Friedrich and Johanna were presumably born in the same region of Prussia (now Poland) where their children were born. Their parents and background are unknown.

Friedrich's first wife was Johanna (Brüche) Stache. Johanna was born on Feb. 9, 1827, and she had five children with Friedrich before her death on Mar. 17, 1867, in Breslawitz (modern-day Wrocławice, Poland). Friedrich married Johanna Bergander two months later, on May 12, 1867, at the Lutheran church in Gontkowitz (modern Gądkowice). They had two children.

The five children of Friedrich and Johanna (Brüche) Stache:
  1. unnamed infant daughter (1852-1852)
  2. Karoline Stache (1854-????)
  3. Wilhelm Stache (1857-????)
  4. Christiane Johanna Stache (1858-????)
  5. Rosina Stache (1862-????)
The two children of Friedrich and Johanna (Bergander) Stache:
  1. Carl Frederick Stacke (1868-1930)
  2. Auguste Stache (1870-????)
1. unnamed infant daughter
born October 17, 1852 in Breslawitz, Prussia (modern-day Wrocławice, Poland)
died October 17, 1852 in Brelawitz, Prussia (modern-day Wrocławice, Poland)

This child was either stillborn or died on the day of her birth.

2. Karoline Stache
born April 29, 1854 in Gontkowitz, Prussia (modern-day Gądkowice, Poland)
died ????

Karoline was baptized on May 5, 1854, at the Lutheran church in Gontkowitz.

3. Wilhelm Stache
born November 1, 1857 in Breslawitz, Prussia (modern-day Wrocławice, Poland)
died ????

Wilhelm was baptized on Nov. 8, 1857, at the Lutheran church in Gontkowitz.

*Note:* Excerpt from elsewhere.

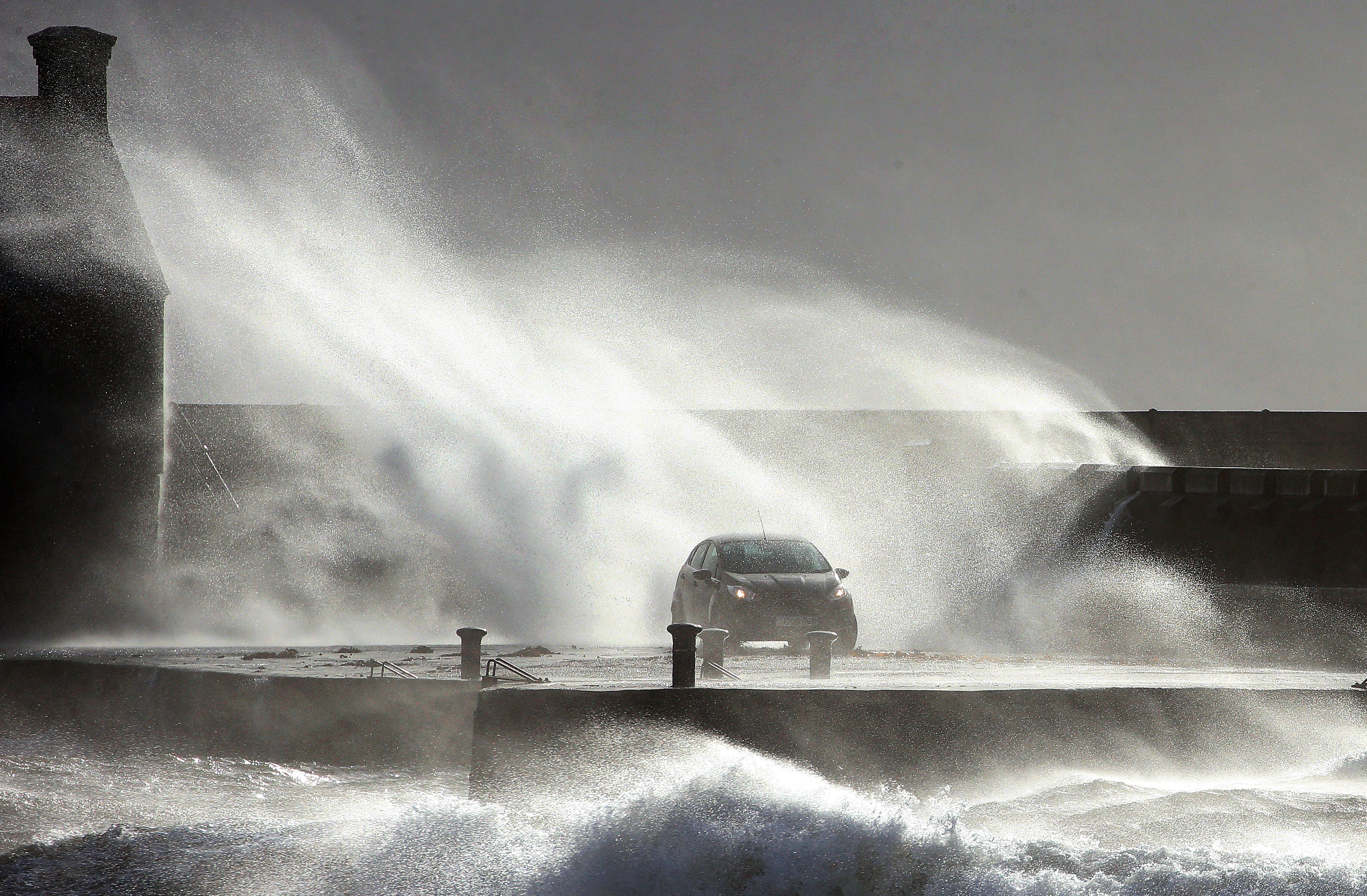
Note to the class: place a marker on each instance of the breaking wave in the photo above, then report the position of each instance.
(732, 821)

4. Christiane Johanna Stache
born December 21, 1858 in Breslawitz, Prussia (modern-day Wrocławice, Poland)
died ????

Christiane was baptized on Jan. 2, 1859, at the Lutheran church in Gontkowitz.

5. Rosina Stache
born September 5, 1862 in Breslawitz, Prussia (modern-day Wrocławice, Poland)
died ????

Rosina was baptized on Sept. 14, 1862, at the Lutheran church in Gontkowitz.

1. Carl Frederick Stacke
born August 16, 1868 in Breslawitz, Prussia (modern-day Wrocławice, Poland)
died December 13, 1930 in Marshfield, Wisconsin

Carl was born with the name Carl Friedrich Stache, which was Americanized later in his life. Like all of his siblings, he was baptized into the Lutheran faith in the town of Gontkowitz. Carl and his future father-in-law Emil Dombrowe emigrated to the United States together, arriving in New York City on Sept. 30, 1891. Carl married Emil's daughter Augusta Martha Dombrowe on Jan. 10, 1897, at First Saint John's Lutheran Church in Neillsville, Wisconsin. They lived at farmed in Pine Valley, Wisconsin, until about 1909, when they moved to rural Colby, Wisconsin, where they had a dairy farm and raised their eleven children.


Carl developed stomach cancer in 1930, and died at a hospital in Marshfield. Augusta died on Apr. 30, 1976, in Neillsville. Carl and Augusta are buried in the Colby Memorial Cemetery in Colby.

2. Auguste Stache
born August 23, 1870 in Breslawitz, Prussia (modern-day Wrocławice, Poland)
died ????

Auguste was baptized on Sept. 4, 1870 at the Lutheran church in Gontkowitz.